Ce principe est traditionnellement rappelé dans l'article 1er des lois de finances de l'année : celui de la loi de finances pour 1985 prévoit : « II : 1 Lorsqu'elles ne comportent pas de date d'application, les dispositions de la loi de finances qui concernent l'impôt sur le revenu et l'impôt sur les sociétés s'appliquent, pour la première fois, pour l'établissement de l'impôt sur le revenu dû au titre de l'année 1984 et, en matière d'impôt sur les sociétés aux bénéfices des exercices clos à compter du 31 décembre 1984 ».
Le recouvrement des impositions établies au titre d'exercices antérieurs est poursuivi sur le seul fondement de la loi de finances qui a créé ces impôts ou les a maintenus au titre desdits exercices, et non sur le fondement de la loi de finances de l'année au cours de laquelle l'action en recouvrement est engagée : (ainsi l'absence de promulgation de la loi de finances pour 1985 ne ferait-elle pas obstacle à ce que soit poursuivi le recouvrement des impositions établies au titre des exercices antérieurs à 1984). C'est qu'en effet les encaissements seraient effectués au cours d'une même année : l'article 35 de l'ordonnance précitée fait obligation aux lois de règlement de distinguer les encaissements en fonction des années « auxquelles ils se rapportent ».

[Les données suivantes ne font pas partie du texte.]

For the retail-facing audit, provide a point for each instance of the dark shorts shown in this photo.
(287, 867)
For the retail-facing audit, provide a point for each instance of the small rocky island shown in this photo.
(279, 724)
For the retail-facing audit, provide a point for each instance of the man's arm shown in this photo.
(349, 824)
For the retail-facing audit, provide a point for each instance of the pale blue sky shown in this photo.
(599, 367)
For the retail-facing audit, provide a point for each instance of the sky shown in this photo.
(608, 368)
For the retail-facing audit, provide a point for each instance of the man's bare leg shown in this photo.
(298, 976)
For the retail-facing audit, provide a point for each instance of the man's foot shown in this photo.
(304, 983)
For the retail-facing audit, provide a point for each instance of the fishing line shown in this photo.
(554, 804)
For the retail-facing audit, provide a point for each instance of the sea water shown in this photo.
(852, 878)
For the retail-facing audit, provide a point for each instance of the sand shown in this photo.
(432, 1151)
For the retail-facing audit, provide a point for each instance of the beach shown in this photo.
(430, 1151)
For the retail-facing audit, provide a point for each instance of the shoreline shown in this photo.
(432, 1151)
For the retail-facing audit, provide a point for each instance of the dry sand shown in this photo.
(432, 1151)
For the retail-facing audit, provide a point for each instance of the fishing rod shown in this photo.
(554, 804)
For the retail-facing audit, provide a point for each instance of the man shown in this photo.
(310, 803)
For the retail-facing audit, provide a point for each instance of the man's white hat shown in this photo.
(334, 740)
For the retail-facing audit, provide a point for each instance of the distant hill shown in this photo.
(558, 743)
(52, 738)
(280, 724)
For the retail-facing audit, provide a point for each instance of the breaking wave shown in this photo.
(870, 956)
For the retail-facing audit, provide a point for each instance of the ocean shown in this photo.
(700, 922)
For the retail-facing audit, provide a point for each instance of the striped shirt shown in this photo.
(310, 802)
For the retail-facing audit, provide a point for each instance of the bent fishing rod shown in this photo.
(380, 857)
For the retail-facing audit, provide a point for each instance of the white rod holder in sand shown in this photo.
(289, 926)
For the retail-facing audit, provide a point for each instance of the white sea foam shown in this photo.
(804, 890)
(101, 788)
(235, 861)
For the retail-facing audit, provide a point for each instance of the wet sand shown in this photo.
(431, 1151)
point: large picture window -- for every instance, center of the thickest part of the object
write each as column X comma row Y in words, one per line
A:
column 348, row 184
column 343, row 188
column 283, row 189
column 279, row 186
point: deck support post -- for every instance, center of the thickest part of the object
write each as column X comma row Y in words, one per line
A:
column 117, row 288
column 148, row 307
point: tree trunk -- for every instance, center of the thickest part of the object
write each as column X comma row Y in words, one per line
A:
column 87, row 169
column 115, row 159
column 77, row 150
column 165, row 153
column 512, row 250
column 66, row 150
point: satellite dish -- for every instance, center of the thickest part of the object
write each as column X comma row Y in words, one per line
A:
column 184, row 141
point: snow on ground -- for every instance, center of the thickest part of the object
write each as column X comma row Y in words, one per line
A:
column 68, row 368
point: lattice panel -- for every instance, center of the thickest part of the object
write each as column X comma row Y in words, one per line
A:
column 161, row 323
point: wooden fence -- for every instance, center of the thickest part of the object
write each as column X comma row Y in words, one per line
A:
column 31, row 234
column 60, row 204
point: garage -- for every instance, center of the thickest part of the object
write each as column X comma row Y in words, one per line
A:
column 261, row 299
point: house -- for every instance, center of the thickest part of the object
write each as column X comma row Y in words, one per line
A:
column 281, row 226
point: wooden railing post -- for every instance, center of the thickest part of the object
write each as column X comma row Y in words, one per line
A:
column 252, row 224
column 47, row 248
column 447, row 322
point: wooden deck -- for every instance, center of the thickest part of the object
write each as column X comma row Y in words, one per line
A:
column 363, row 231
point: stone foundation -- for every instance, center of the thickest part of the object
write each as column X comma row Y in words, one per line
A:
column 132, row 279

En modifiant rétroactivement l'assiette des impôts établis (ou à établir dans le cadre de procédure de redressement) au titre d'années antérieures, le législateur créerait donc une ressource de l'Etat pour une année civile autre que l'année 1985 : les redressements dont le bien-fondé résulterait de cette disposition interprétative seraient bien classés dans la loi de règlement parmi les encaissements de recettes définitives se rapportant à une année antérieure.
Par suite, la disposition litigieuse est contraire à l'article 47 de la Constitution et à la loi organique précitée. Il paraît impossible de disjoindre la seule phrase relative au caractère interprétatif de la disposition dès lors que, comme le montre le débat législatif, l'intention principale des auteurs de l'article a été de contrer une jurisprudence du Conseil d'Etat et de faire obstacle à l'intervention d'autres arrêts accordant des dégrèvements au titre d'exercices passés.
La pratique des modifications rétroactives de l'assiette d'impositions établies ou à établir au titre de faits générateurs anciens est au surplus contraire à la sécurité juridique qui fonde le droit des personnes dans une démocratie : des successions ont pu être liquidées, des transferts d'entreprise effectués, de nombreux actes civils ou commerciaux effectués en considérant légitimement que les obligations fiscales avaient été remplies sur le fondement des textes applicables. L'établissement d'un impôt rétroactif est ainsi contraire à une liberté publique fondamentale, celle de pouvoir déterminer ses actes en fonction d'un état de droit.
C'est donc en considérant que la procédure utilisée par le Gouvernement pour faire adopter par le Parlement les dispositions objet de l'article 86 n'est pas conforme aux dispositions de l'article 47 de la Constitution et des articles 2 et 4 de la loi organique relative aux lois de finances, que les sénateurs soussignés vous demandent, monsieur le Président, messieurs les membres du Conseil constitutionnel, de déclarer que l'article 86 de la loi de finances pour 1985 n'est pas conforme à la Constitution.